Anne-Catherine Tanguay a remis une carte de 73 (+1), ce qui lui donne une fiche cumulative de -2 et la place dans une quintuple égalité au 29e rang.

La golfeuse, qui en est à sa première expérience aux qualifications de la ­LPGA, a semblé plus nerveuse et a commis trois bogueys après avoir réussi deux oiselets à ses sept ­premiers trous.

Tanguay a préféré ne pas s’adresser aux médias après sa ronde.

Quant à Sara-Maude Juneau, elle a signé un score de 75 (+3). Un boguey sur le dernier trou, alors qu’elle a raté un coup roulé plutôt facile, lui a fait mal en fin de parcours. La golfeuse de 28 ans pointe au 49e rang, tout comme neuf autres joueuses, avec un pointage cumulatif de +1.

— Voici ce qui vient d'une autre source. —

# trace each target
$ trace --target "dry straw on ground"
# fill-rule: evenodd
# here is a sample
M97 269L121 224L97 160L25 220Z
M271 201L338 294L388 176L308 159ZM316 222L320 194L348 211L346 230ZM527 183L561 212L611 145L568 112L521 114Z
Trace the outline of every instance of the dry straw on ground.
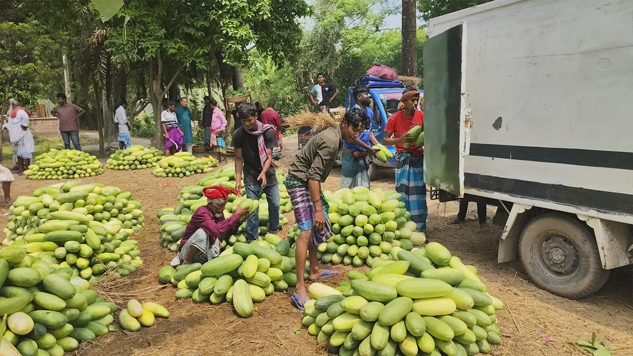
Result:
M293 129L310 126L315 130L332 127L339 124L330 114L323 112L313 113L307 108L305 111L285 118L284 122Z
M420 87L420 83L422 82L422 80L417 77L408 77L406 75L398 75L398 80L402 82L403 84L406 87Z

«Finir comme je l’ai fait, c’est un peu décevant, mais je ne veux pas me laisser abattre, parce que j’ai bien joué, de façon solide. Il y a quelques décisions que j’aurais peut-être dû prendre différemment, mais en général, j’ai beaucoup mieux joué que jeudi. J’ai vraiment fait quelques bogueys plates que je ne fais pas d’habitude», a-t-elle dit.

Si les 20 premières au classement accèdent à la LPGA pour la saison 2016, celles qui termineront entre la 21e et la 45e place obtiendront un statut partiel qui leur permettra de participer à quelques tournois dans le circuit.

Juneau espère évidemment terminer parmi les 45 premières et considère que si elle y arrive, ce sera simplement un «plus» dans sa saison.

«Je n’ai rien à perdre, car dans le pire des cas, j’ai toujours mon statut sur le circuit Symetra», a-t-elle noté.

À sa troisième présence à ce tournoi, aussi appelé «Q-School», c’est la ­première fois qu’elle survit au ­couperet.

«Je vois ça d’un œil très positif», a-t-elle admis.

Météo imprévisible

Dame Nature, d’humeur plus que changeante, n’a pas ménagé les golfeuses samedi. Sur un même trou, on pouvait passer d’une pluie abondante à un soleil de plomb.

«C’était spécial comme journée. Mon cadet et moi on riait, on se demandait ce qui se passait! À un moment il faisait chaud, à un autre il ventait, il pleuvait, c’était bizarre. On est habitués à ces conditions en Floride. C’est vraiment imprévisible, mais on s’y fait», a noté Maude-Aimée LeBlanc.

Tous ces changements ont aussi drainé l’énergie des joueuses.

«J’étais peut-être fatiguée à la fin. J’ai l’impression que ça fait deux jours que je joue ici et que j’ai changé huit fois de chandail! Mais les conditions sont les mêmes pour tout le monde», a indiqué Juneau.